Ce fut pour permettre au Komintern, au moment de la guerre d'Espagne, de berner et d'asservir tant et tant d'intellectuels du monde entier - appelés par Lénine indispensables cons et, plus élégamment, compagnons de route - que les services soviétiques de Willi Münzenberg mirent en avant l'Anti-fascisme - qui fit une si belle carrière - relayé durant la guerre froide par un astucieux substitut stalinien, les Partisans de la Paix. Cette dernière organisation trompa bien des innocents. Une tante du sculpteur, femme délicieuse, y travailla et pleura à la mort de Staline. Son neveu garde précieusement le dernier bordereau de sa retraite du KGB, encore payée sous Yeltsine.
Mais le Diable porte pierre et nous savons depuis soixante ans que c'est au formidable courage du peuple russe que l'on doit la défaite de la Wehrmacht, saignée à blanc pendant quatre longues années, de Leningrad à la mer Noire et de Moscou à Berlin. Plus de vingt et un millions de Soviétiques disparurent. On ne saurait trop insister sur la disproportion des mérites dans la victoire des Alliés sur Hitler, quand on sait que l'Armée Rouge perdit trois cent mille hommes durant l'offensive finale sur Berlin, c'est-à-dire la totalité des pertes américaines sur tous les fronts pour toute la Seconde Guerre mondiale.
Mais revenons à la sculpture qui nous occupe. Deux grands artistes, Arthur Koestler et George Orwell, ont résisté au formidable appareil stalinien grâce à une expérience personnelle incomparable. Les drames de cette altitude ont le mérite de révéler la nature profonde de certains êtres, que leur caractère et leur intelligence acculent à une clairvoyance que bien peu leur disputent.
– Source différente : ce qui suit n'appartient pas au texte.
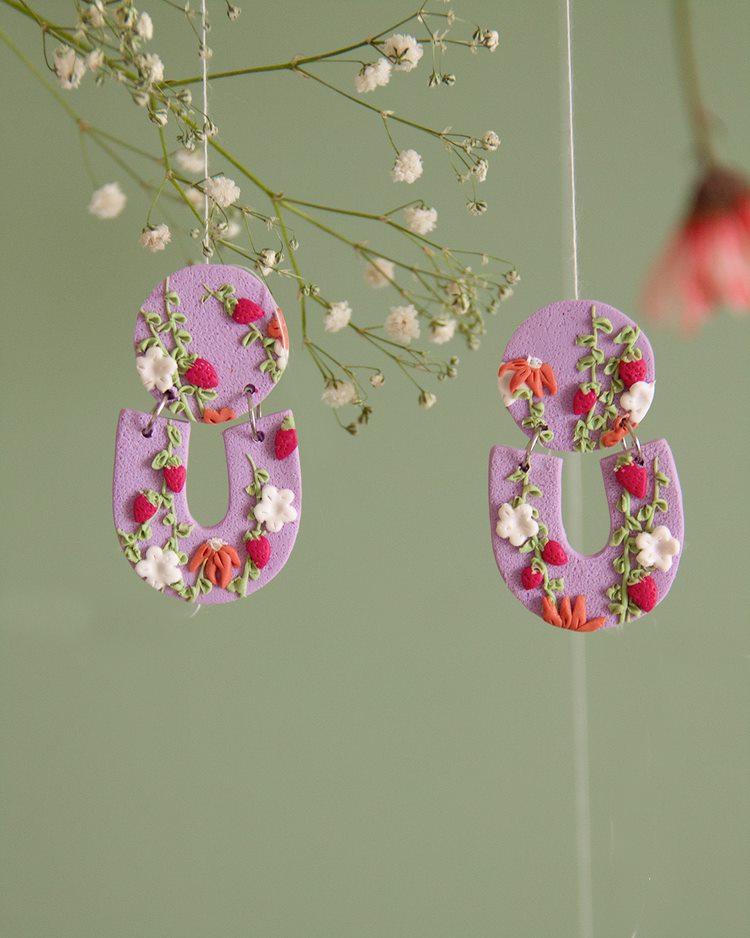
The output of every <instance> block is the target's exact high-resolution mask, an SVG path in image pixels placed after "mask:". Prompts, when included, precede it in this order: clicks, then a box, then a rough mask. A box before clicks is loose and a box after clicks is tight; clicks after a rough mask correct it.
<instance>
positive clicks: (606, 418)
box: [573, 306, 619, 453]
mask: <svg viewBox="0 0 750 938" xmlns="http://www.w3.org/2000/svg"><path fill="white" fill-rule="evenodd" d="M600 332H601V333H604V334H605V335H609V334H610V333H611V332H612V323H611V322H610V320H609V319H607V317H606V316H597V315H596V306H592V307H591V333H589V334H588V335H579V336H578V337H577V338H576V345H579V346H582V347H583V348H585V349H586V352H585V354H584V355H583V356H582V357H581V358H579V359H578V361H577V362H576V368H577V369H578V371H581V372H584V371H590V372H591V378H590V380H589V381H586V382H584V383H583V384H581V385H579V387H580V390H581V391H582V393H583V394H588V393H589V392H590V391H594V392H595V393H596V400H595V401H594V404H593V406H592V407H591V409H590V410H589V412H588V413H587V414H586V415H585V416H582V417H580V418H579V419H578V421H577V422H576V425H575V428H574V430H573V442H574V446H575V448H576V450H578V452H579V453H590V452H592V451H593V450H594V449H596V443H595V442H594V440H593V439H592V437H591V434H592V433H597V432H601V431H602V430H603V429H604V427H605V426H606V424H607V419H608V418H611V419H614V417H616V416H617V410H616V408H613V401H614V393H613V392H612V388H611V387H610V388H609V389H608V390H603V389H602V384H601V382H600V381H599V378H598V376H597V369H598V368H599V366H600V365H603V364H604V352H603V351H602V350H601V349H600V348H599V333H600ZM605 374H606V370H605ZM618 380H619V379H618ZM600 403H601V404H602V405H603V406H604V408H605V409H604V413H599V414H597V413H596V410H597V407H598V406H599V404H600ZM611 408H612V409H614V413H613V414H610V409H611Z"/></svg>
Tous deux savaient parfaitement de quoi il retournait. Koestler, agent du Komintern, attend plusieurs mois dans une prison franquiste qu'on le fusille et Orwell, qui combat sur le front d'Aragon dans les rangs du POUM, assiste à la liquidation des trotskistes et des anarchistes par les staliniens, lesquels, rentrés au pays, sont massacrés à leur tour par leurs vieux compagnons de lutte. Orwell écrivit plus tard 1984, et Koestler, Le Zéro et l'Infini qui démonta les procès de Moscou pour une audience mondiale et terrorisa les communistes, sa vérité dessillant bien des yeux. L'auteur devint la bête immonde qu'il fallait abattre à tout prix, en le déshonorant pour le dépouiller de toute crédibilité. Jean-Paul Sartre et Simone de Beauvoir, d'une naïveté fort répandue dans le Saint-Germain-des-Prés de l'époque, furent d'autant plus sensibles à ce chant des sirènes que, durant la guerre, des préoccupations presque uniquement littéraires leur avaient interdit de trop s'éloigner de la moleskine du Flore. Les voilà pourtant forcés de jouer leur rôle de composition dans le gigantesque opéra que De Gaulle met en scène pour réviser l'Histoire et dont les communistes donnent le ton : La France fut Résistante.
Ils se méfièrent donc de ce très séduisant aventurier, qui poursuivit jusqu'à sa mort volontaire une recherche sans repos, toute de lucidité et de courage.